Drone Flight Takes To Living Rooms, Gymnasiums, and Parking Garages (hackaday.com)
szczys writes: The FAA can regulate the skies, but they don't own the airspace inside of buildings. There are many ways to get your flying fix indoors. Perhaps the most obvious is flying tiny quadcopters (about 1 inch on each side) in your living room. But for years, hobby groups have formed relationships with schools and churches to have meetups in their gymnasiums. It's not limited to propeller-aircraft; ultralight rubberband power fixed-wing is a popular indoor option. And FPV enthusiasts can get competitive by setting up race courses in parking garages.
Oh yeah sure, lots of churches have gymnasiums.
Obviously your town hasn't yet been infested with mega-churches. Those have at least one gymnasium. It's just down the hall from the coffee bar, past the giant child-care facility, and around the corner from the logo-wear t-shirt kiosk, the artisan bakery, and the acupuncture practice. Jesus isn't the savior anymore, he's the CEO of a retail empire.
Don't disappoint your bird dog. Go to the range.
BTW, mega-churches exist because people want them. It's a bit presumptuous of you to claim that your town has been infested simply because a facility doesn't cater to your point of view.
Actually, they exist in our area because of a perverse loophole in zoning laws.
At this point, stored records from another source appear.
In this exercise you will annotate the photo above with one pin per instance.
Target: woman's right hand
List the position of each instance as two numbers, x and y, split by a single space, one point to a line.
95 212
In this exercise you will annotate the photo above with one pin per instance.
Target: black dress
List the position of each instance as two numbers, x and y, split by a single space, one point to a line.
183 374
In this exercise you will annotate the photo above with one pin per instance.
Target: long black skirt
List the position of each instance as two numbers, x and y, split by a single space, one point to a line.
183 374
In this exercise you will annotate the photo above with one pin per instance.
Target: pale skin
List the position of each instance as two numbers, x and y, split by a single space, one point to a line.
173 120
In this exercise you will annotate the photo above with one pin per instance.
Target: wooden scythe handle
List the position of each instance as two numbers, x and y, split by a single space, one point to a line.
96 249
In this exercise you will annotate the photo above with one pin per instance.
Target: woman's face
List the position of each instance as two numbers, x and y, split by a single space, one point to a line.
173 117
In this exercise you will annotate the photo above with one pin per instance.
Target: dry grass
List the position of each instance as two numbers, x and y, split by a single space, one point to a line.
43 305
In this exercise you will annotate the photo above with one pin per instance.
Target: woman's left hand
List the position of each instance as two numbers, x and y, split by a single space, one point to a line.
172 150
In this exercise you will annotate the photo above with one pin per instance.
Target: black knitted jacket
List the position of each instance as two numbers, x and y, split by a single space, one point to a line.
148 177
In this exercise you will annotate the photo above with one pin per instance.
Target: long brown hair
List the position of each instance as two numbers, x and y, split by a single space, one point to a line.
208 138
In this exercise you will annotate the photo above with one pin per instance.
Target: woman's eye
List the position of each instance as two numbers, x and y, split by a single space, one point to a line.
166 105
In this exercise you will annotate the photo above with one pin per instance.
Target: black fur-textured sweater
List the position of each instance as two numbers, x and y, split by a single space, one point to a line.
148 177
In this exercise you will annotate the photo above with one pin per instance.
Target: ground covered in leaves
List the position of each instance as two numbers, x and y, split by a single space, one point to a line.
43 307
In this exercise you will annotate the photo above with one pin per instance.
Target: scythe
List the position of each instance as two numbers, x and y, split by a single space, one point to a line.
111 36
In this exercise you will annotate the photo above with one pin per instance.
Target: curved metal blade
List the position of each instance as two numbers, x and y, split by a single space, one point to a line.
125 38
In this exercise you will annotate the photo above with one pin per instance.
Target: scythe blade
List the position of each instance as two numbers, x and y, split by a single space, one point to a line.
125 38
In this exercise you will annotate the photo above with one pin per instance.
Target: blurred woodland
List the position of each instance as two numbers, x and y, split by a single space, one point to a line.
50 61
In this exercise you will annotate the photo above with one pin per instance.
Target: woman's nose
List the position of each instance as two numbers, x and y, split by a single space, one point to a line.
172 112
Most are financed by third parties with a business interest in the proceeds from the church-run retail operations, and the bigger the facility, the more cash they make as a non-profit, paid out through very high salaries to key figures, and very high returns on the got-nothing-to-do-with-religion investors. Yes, people want them. Because they are very large recreational facilities that get to benefit from a tax dodge, and they are killing off attendance at the little mom-and-pop social institutions that we used to think of as churches.
It's not "presumptuous" of me to correctly relate the nature of these facilities and the way they interact with (or don't) the county, municipal, state and federal governments as they move millions and millions of dollars around while enjoying special zoning exemptions, tax avoidance, and all sorts of hiring and labor exemptions. These are large businesses that throw on the hair-think veneer of religiosity in order to avoid operating and real estate expenses that any other operation of that size would have to pay. Investors see that it's a good business model, and clone them until there's literally no room to do it any more.
Don't disappoint your bird dog. Go to the range.